I was confused about the method to confirm whether our contig sequence is really a plasmid or not. I have downloaded the whole genome sequence assembly (either from long read or short read) from a bacterial species, which was H. pylori. This bacteria is known to have a very low copy number of plasmid and somehow the plasmid itself is not easy to detect especially based on the whole genome sequence. The method I used was just blasted by using Abricate software against the plasmid databases (such as PLSDB, plasmidfinder, and I made my own database by downloading all plasmid sequences from NCBI/other public databases). I settled the coverage and identity by 90.
After I had detected some plasmids, I tried to extract the plasmids contigs from the WGS data. I got several types of plasmids, but one type of these plasmids seems to have GC content around 38-39 which is a little bit high for plasmids.
My questions are:
- How do we know that our contig sequence (that we extracted from the assembled WGS) is really plasmid?
- How do we check whether these contig sequences are extrachromosomal bacteria?
- Is there any tool to do predict whether our contig sequence is a plasmid or not?
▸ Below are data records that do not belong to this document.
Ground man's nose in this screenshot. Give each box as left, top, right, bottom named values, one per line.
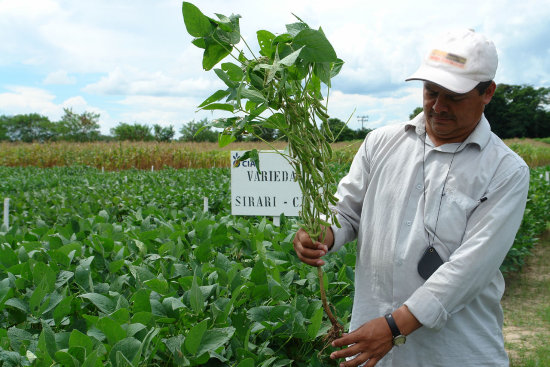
left=432, top=94, right=447, bottom=113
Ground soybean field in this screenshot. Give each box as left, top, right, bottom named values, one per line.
left=0, top=163, right=550, bottom=367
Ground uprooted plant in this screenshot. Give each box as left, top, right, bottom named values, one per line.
left=182, top=2, right=343, bottom=342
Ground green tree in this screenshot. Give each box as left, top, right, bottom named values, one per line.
left=180, top=118, right=218, bottom=142
left=328, top=118, right=357, bottom=141
left=0, top=113, right=56, bottom=143
left=58, top=108, right=100, bottom=142
left=485, top=84, right=550, bottom=139
left=153, top=124, right=176, bottom=142
left=111, top=122, right=154, bottom=141
left=409, top=107, right=424, bottom=120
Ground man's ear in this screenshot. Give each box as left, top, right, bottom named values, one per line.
left=482, top=82, right=497, bottom=105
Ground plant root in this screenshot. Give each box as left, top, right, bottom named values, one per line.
left=317, top=266, right=344, bottom=356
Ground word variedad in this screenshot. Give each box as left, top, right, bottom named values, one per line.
left=247, top=170, right=296, bottom=182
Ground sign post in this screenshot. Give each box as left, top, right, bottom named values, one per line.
left=231, top=151, right=302, bottom=224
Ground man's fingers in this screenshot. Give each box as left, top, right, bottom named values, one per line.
left=330, top=344, right=366, bottom=362
left=332, top=332, right=358, bottom=347
left=293, top=229, right=328, bottom=266
left=295, top=247, right=325, bottom=266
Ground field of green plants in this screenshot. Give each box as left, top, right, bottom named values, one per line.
left=0, top=164, right=550, bottom=367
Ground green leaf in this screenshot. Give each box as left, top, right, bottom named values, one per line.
left=189, top=276, right=204, bottom=314
left=218, top=134, right=237, bottom=148
left=292, top=29, right=338, bottom=62
left=279, top=47, right=303, bottom=66
left=199, top=89, right=231, bottom=107
left=214, top=69, right=238, bottom=88
left=0, top=244, right=19, bottom=269
left=29, top=278, right=48, bottom=316
left=237, top=357, right=256, bottom=367
left=79, top=293, right=115, bottom=314
left=241, top=89, right=267, bottom=103
left=69, top=329, right=94, bottom=354
left=263, top=112, right=288, bottom=130
left=330, top=59, right=344, bottom=78
left=202, top=103, right=235, bottom=112
left=313, top=62, right=332, bottom=88
left=32, top=262, right=57, bottom=292
left=5, top=298, right=29, bottom=313
left=222, top=62, right=244, bottom=82
left=109, top=338, right=141, bottom=366
left=307, top=308, right=323, bottom=340
left=82, top=349, right=99, bottom=367
left=196, top=327, right=235, bottom=356
left=53, top=296, right=73, bottom=325
left=202, top=40, right=233, bottom=70
left=184, top=320, right=208, bottom=356
left=239, top=149, right=260, bottom=172
left=182, top=2, right=214, bottom=37
left=41, top=322, right=57, bottom=358
left=97, top=317, right=126, bottom=345
left=143, top=278, right=170, bottom=295
left=54, top=350, right=80, bottom=367
left=256, top=30, right=275, bottom=57
left=286, top=22, right=309, bottom=37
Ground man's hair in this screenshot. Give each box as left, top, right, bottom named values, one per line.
left=475, top=80, right=493, bottom=95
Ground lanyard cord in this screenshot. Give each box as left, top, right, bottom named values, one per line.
left=422, top=132, right=464, bottom=247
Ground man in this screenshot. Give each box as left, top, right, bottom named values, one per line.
left=294, top=30, right=529, bottom=367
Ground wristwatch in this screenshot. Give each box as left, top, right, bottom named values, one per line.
left=384, top=313, right=407, bottom=346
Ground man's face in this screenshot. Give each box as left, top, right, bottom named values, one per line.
left=423, top=82, right=496, bottom=146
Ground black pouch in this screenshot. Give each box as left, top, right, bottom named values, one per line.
left=418, top=246, right=443, bottom=280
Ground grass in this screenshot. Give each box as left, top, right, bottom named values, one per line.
left=0, top=139, right=550, bottom=171
left=502, top=224, right=550, bottom=367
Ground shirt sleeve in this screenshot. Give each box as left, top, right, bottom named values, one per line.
left=405, top=165, right=529, bottom=329
left=329, top=134, right=371, bottom=252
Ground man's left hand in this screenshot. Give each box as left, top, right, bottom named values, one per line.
left=330, top=317, right=393, bottom=367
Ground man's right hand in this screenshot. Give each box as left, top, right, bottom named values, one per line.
left=293, top=227, right=334, bottom=266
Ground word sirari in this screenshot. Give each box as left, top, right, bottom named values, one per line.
left=247, top=170, right=296, bottom=182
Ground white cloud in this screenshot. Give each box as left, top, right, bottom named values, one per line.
left=44, top=70, right=76, bottom=85
left=0, top=86, right=111, bottom=133
left=0, top=0, right=550, bottom=137
left=84, top=67, right=222, bottom=96
left=0, top=86, right=59, bottom=116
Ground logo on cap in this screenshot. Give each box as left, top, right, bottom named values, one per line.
left=430, top=50, right=467, bottom=69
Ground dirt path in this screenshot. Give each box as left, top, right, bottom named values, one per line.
left=502, top=232, right=550, bottom=366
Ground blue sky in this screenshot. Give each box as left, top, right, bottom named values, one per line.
left=0, top=0, right=550, bottom=134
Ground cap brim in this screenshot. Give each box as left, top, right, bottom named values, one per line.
left=405, top=65, right=479, bottom=94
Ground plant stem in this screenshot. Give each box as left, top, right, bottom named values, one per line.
left=317, top=266, right=340, bottom=327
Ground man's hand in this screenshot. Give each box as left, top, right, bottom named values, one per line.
left=294, top=227, right=334, bottom=266
left=330, top=317, right=393, bottom=367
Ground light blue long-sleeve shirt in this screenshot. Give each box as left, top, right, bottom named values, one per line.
left=331, top=113, right=529, bottom=367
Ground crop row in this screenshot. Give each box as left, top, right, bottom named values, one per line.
left=0, top=139, right=550, bottom=171
left=0, top=166, right=550, bottom=367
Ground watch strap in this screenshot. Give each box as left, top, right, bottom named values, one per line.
left=384, top=313, right=401, bottom=338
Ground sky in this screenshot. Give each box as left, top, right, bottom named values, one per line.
left=0, top=0, right=550, bottom=134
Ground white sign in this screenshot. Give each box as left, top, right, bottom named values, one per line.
left=231, top=150, right=302, bottom=217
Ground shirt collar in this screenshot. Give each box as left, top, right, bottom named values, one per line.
left=405, top=112, right=491, bottom=150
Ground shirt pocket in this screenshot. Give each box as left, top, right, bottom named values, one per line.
left=435, top=187, right=479, bottom=261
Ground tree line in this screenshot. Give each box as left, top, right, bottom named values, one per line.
left=0, top=108, right=370, bottom=143
left=409, top=84, right=550, bottom=139
left=0, top=84, right=550, bottom=142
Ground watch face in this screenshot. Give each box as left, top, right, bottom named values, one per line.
left=393, top=335, right=407, bottom=345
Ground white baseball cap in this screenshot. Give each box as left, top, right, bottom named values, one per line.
left=406, top=29, right=498, bottom=93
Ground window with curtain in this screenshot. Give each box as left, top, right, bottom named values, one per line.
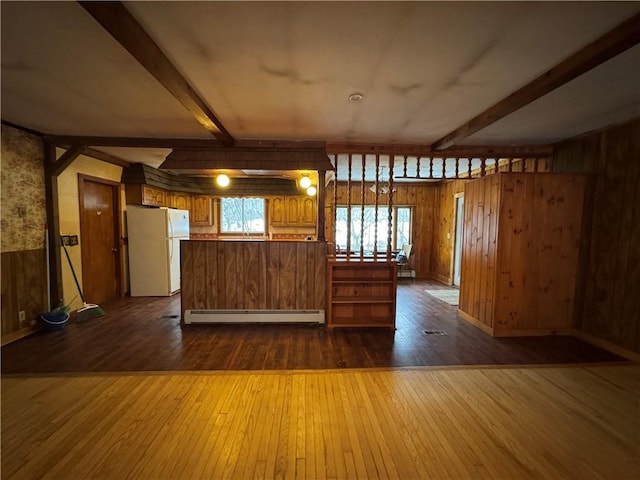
left=220, top=198, right=266, bottom=234
left=335, top=206, right=412, bottom=253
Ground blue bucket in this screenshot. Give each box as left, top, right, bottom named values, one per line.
left=40, top=312, right=69, bottom=332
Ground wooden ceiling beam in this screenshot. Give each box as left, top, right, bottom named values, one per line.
left=44, top=135, right=325, bottom=150
left=78, top=1, right=234, bottom=145
left=44, top=135, right=223, bottom=149
left=51, top=145, right=87, bottom=177
left=327, top=142, right=553, bottom=158
left=160, top=148, right=333, bottom=171
left=431, top=14, right=640, bottom=150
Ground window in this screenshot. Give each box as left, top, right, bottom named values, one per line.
left=336, top=206, right=412, bottom=252
left=220, top=198, right=265, bottom=234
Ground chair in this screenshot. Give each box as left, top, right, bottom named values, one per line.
left=396, top=243, right=415, bottom=277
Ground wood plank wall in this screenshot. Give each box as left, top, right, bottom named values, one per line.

i think most of them are sequence based detection which you already have done. May be you can trying using multiple plasmid identification tools (plasmidseeker, plasmidspades etc) and take a consensus of the findings or use a complementary experimental technique to confirm your findings.
Thank you. I already did use plasmidseeker as your suggestion. I also tried to validate manually one by one. Now it becomes clear. Thank you.